Maryland Medical Cannabis Commission to Help Shape Medical Marijuana Policies Nationwide
Regulators from Maryland recently made headlines by co-founding the new Cannabis Regulators Association, a nationwide coalition of cannabis policymakers. This move could have huge ramifications for future cannabis policy—including medical marijuana policy—in the U.S.
Under the guidance of the Maryland Medical Cannabis Commission (MMCC), Maryland has been a national leader in medical marijuana policy since 2014, with the enactment of House Bill 881.
While the bill laid the groundwork for a formal medical marijuana program, the state has actually tolerated medicinal marijuana use since 2003, when the Darrell Putman Compassionate Use Act was signed to protect patients. As one of the first states to recognize and protect medicinal users, Maryland is in an excellent position to help shape nationwide policy.
What Is the Cannabis Regulators Association?
The Cannabis Regulators Association is a broad coalition of state regulators from coast to coast who are set to research, discuss, and recommend marijuana policies for the evolving legal and medicinal markets.
It is not a government agency, but it is overseen by government regulators who can share information and make decisions about how to best handle medical marijuana policy in their respective states. The association is nonpartisan and does not take a formal position on medicinal or recreational cannabis legalization.
The association was founded by regulators from the MMCC and 18 other states, including Colorado, Hawaii, Nevada, and Utah. Since launching, it has also attracted five additional state partners: Arizona, Connecticut, Florida, Georgia, and Montana.

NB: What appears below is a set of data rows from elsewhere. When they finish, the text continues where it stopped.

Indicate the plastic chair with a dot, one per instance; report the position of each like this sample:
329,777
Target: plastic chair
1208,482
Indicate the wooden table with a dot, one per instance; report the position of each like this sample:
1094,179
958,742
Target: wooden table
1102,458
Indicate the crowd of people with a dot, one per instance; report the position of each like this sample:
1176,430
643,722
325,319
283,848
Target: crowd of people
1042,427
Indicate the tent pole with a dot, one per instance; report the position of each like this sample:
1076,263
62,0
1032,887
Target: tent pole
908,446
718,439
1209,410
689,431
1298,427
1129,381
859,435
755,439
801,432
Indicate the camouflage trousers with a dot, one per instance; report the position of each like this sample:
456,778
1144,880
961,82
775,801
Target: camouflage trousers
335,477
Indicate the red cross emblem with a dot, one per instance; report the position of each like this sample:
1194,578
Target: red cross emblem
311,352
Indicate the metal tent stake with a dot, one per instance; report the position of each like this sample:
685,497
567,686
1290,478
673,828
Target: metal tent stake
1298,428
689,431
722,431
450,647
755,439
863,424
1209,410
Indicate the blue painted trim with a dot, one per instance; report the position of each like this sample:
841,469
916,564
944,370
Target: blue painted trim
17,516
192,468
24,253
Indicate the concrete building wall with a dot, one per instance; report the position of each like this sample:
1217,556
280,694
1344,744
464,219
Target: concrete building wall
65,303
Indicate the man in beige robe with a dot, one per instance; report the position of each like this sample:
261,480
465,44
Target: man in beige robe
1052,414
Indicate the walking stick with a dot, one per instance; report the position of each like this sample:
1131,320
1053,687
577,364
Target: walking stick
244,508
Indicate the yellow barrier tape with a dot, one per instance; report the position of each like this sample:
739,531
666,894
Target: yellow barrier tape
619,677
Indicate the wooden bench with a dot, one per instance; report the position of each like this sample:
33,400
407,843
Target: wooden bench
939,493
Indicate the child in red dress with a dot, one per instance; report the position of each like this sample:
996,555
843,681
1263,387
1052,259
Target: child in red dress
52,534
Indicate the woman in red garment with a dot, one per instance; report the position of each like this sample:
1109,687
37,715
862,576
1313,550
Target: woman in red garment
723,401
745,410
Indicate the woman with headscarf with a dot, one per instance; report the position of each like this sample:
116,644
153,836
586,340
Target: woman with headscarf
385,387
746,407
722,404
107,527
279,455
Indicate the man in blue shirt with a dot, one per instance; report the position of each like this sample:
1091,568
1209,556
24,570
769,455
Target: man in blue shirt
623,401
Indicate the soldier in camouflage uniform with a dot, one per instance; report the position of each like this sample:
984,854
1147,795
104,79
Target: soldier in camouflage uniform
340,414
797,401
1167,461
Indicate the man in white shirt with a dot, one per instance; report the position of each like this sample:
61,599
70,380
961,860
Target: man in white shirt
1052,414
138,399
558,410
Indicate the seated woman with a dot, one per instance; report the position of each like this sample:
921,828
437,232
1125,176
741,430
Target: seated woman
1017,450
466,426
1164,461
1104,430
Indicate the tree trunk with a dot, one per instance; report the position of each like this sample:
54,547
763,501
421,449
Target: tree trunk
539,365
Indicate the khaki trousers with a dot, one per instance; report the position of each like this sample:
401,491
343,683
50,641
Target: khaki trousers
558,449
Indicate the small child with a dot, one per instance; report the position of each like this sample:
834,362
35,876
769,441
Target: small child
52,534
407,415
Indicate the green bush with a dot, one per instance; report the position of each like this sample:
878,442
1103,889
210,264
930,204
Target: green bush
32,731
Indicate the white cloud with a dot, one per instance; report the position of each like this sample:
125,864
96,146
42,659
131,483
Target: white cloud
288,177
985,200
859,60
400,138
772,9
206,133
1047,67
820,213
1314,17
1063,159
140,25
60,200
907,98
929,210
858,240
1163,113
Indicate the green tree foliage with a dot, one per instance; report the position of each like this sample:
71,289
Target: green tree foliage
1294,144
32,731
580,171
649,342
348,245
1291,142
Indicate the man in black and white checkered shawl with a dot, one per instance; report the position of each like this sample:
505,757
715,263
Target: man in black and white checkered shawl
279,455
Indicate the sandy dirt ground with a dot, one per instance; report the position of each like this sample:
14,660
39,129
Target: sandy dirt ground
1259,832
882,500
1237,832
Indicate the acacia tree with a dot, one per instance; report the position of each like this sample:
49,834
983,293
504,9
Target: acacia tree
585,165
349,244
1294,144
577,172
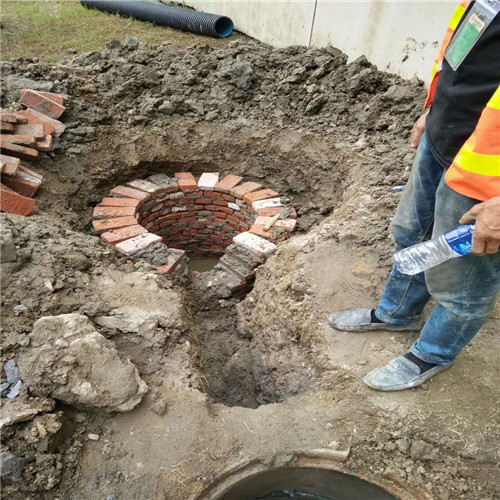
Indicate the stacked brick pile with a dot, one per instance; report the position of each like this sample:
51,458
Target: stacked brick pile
208,217
23,134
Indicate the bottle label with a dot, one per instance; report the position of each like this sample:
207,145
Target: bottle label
460,239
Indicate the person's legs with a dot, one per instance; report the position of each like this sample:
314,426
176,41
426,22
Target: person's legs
464,288
405,297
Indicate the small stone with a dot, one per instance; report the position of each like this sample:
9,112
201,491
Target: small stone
113,44
11,371
131,42
14,390
11,467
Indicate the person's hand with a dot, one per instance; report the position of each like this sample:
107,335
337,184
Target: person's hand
418,130
486,236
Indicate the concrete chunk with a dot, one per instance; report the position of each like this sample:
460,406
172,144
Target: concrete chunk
137,243
255,243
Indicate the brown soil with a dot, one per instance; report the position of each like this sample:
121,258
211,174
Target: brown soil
237,380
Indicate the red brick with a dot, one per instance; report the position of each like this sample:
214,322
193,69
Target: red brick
272,211
104,212
44,144
146,186
34,100
102,226
36,130
286,224
17,151
49,95
10,163
203,201
228,183
186,180
133,245
259,195
25,181
50,126
27,140
14,203
116,235
126,192
6,127
120,202
8,117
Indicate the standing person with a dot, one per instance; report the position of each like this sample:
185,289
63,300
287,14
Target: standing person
455,180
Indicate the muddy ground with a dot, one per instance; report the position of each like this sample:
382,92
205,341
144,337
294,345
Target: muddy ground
241,380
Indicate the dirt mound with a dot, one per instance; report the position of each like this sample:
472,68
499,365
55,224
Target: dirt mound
230,381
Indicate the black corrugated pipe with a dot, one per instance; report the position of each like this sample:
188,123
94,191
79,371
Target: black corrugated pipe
189,20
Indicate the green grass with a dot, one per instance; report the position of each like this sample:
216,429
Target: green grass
47,29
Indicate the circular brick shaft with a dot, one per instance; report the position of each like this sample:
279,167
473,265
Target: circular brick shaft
161,219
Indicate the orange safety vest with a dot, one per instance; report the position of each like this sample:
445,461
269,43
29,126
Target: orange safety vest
475,171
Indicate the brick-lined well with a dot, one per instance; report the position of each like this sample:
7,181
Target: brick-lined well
163,219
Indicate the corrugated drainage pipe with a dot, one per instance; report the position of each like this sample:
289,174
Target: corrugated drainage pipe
196,22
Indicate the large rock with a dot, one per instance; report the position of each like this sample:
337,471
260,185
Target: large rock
70,361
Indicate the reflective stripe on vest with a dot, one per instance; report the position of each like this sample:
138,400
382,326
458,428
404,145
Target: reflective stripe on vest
475,171
436,69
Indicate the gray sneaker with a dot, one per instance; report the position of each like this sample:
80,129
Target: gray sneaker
399,374
360,320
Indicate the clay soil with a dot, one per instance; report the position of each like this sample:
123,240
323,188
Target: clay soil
239,380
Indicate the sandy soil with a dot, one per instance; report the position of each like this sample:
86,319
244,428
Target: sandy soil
237,382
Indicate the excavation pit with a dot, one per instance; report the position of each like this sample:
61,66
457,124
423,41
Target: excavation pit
313,483
162,220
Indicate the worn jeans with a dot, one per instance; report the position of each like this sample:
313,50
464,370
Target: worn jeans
465,288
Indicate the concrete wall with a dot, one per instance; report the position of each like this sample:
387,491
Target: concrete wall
402,37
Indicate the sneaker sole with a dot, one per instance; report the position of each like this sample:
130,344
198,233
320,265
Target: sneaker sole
403,387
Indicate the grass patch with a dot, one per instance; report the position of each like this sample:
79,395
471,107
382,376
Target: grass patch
47,29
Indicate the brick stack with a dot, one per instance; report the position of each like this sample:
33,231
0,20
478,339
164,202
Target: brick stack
209,216
23,134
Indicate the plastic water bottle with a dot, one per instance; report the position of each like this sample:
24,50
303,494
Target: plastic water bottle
423,256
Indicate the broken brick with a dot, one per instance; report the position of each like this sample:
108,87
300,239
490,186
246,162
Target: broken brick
208,180
120,202
17,150
114,236
6,127
49,95
24,182
51,126
271,202
11,164
44,144
34,129
287,224
126,192
243,189
146,186
255,243
27,140
259,195
103,212
8,117
101,226
186,180
14,203
37,101
137,243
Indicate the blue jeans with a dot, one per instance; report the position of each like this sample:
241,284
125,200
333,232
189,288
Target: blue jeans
465,289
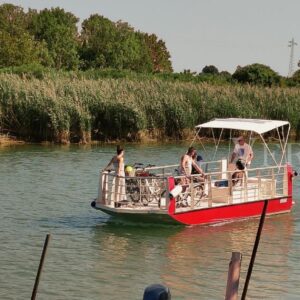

Additional states may still join the fold.
What Does the Cannabis Regulators Association Hope to Accomplish?
The goal of the CRA is not to influence policy, but rather to educate policymakers who may be struggling to navigate the rapidly changing legal landscape surrounding marijuana. Currently, cannabis laws vary wildly from one state to the next.
For instance, some medical marijuana states recognize migraines and anxiety as qualifying conditions while others only recognize life-threatening and terminal illnesses. Each state has different possession limits, caregiver requirements, preparation restrictions (e.g., some states only allow smoke-free marijuana products), and user/patient expectations.
As more and more states ease their marijuana restrictions, it becomes especially important to encourage safe, reasonable, and consistent policies that are in the best interest of patients and recreational users. By combining their collective knowledge and experience, CRA member states are in a position to help regulators nationwide to make informed policy decisions.
This body of knowledge will become especially vital in the coming years if the federal government removes cannabis from the Controlled Substances list or eases restrictions on cannabis possession.
Maryland is the perfect state to lead this charge. Nearly 100,000 Marylanders have a Maryland medical marijuana card. That’s more than 1.5% of the state’s population, and the state has been defending the rights of patients longer than most. Only time will tell how the new association will shape future policy.